New FCC Chair to Industry: Unlock Customers’ Phones

tom wheeler The back-and-forth over regulation of wireless phones continues this week. New FCC Chairman Tom Wheeler asked the CTIA Wireless Association to recommend that its members, including AT&T, Verizon and other carriers, voluntarily allow consumers to “unlock” their wireless phones “when the applicable service contract, installment plan, or ETF [early termination fee] has been fulfilled” (Note that this would not help in-contract customers who want to unlock their phones for the purposes of using foreign carriers during international travel). He implied that he would push for FCC regulations forcing carriers to allow unlocking if the practice was not adopted voluntarily by the mobile phone industry.

This continues a decade of confusion for customers of U.S. carriers. In 2006, the Librarian of Congress, tasked every three years by the Digital Millennium Copyright Act (DMCA) to consider exemptions to anticircumvention rules, created an exemption allowing mobile phone owners to modify their phones “for the sole purpose of lawfully connecting to a wireless telephone communication network.” In 2007, hacker George Hotz successfully modified his Apple iPhone to connect to networks other than AT&T, which at the time was the only wireless carrier offering the iPhone. Apple, unable to sue Hotz due to the DMCA exemption, attempted to counter Hotz’s modifications by both sending out software updates that removed the exploited security flaws and threatening to void the warranties of modified phones. In 2012, the new Librarian of Congress declined to renew its exemption, making it illegal for consumers to unlock their phones. It is this 2012 prohibition by the Librarian of Congress that Chairman Wheeler opposes.

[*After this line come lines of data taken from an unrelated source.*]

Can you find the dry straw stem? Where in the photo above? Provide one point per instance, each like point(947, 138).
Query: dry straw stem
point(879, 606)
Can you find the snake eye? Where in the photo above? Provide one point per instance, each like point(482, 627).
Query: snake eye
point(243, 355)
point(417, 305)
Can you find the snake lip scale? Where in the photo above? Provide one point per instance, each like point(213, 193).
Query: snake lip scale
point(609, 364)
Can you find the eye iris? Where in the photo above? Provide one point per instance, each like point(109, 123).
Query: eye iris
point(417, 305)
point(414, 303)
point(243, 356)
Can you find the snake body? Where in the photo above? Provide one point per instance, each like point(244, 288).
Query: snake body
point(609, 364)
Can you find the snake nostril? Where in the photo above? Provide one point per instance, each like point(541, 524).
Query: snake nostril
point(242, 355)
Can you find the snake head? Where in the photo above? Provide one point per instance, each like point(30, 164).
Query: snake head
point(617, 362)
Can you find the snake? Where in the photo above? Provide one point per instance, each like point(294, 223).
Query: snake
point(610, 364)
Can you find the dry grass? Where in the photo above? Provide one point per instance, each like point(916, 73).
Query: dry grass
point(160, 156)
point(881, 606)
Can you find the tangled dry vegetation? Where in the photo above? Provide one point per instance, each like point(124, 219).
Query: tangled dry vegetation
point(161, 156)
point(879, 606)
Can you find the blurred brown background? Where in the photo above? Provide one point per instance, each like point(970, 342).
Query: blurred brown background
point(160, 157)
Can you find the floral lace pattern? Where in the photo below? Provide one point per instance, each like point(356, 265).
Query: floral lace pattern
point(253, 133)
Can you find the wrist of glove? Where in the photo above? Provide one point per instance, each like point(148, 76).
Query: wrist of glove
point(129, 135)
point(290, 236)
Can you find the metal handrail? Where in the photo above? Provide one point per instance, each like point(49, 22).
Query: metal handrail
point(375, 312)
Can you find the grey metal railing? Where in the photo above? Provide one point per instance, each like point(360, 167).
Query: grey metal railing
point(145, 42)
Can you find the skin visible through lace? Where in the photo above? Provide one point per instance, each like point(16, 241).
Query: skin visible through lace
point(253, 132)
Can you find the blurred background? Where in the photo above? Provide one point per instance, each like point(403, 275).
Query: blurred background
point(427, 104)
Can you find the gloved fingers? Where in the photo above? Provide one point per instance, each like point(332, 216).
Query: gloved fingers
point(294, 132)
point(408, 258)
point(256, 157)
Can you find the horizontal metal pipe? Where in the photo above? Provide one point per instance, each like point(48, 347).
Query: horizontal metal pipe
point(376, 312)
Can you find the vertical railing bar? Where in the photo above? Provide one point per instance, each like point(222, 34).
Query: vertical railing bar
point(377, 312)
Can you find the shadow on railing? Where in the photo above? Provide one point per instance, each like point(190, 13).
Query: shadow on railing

If the mobile phone industry does not self-regulate, it’s unclear how an FCC ruling in support of unlocking phones would play out, given that the DMCA authorizes the Librarian of Congress, not the FCC, to dictate exemptions to the Act’s anticircumvention rules. The Obama administration, responding to the Librarian’s prohibition, implied that Congress or the FCC should act to make phone unlocking legal again, implying that it would support the FCC in such a decision.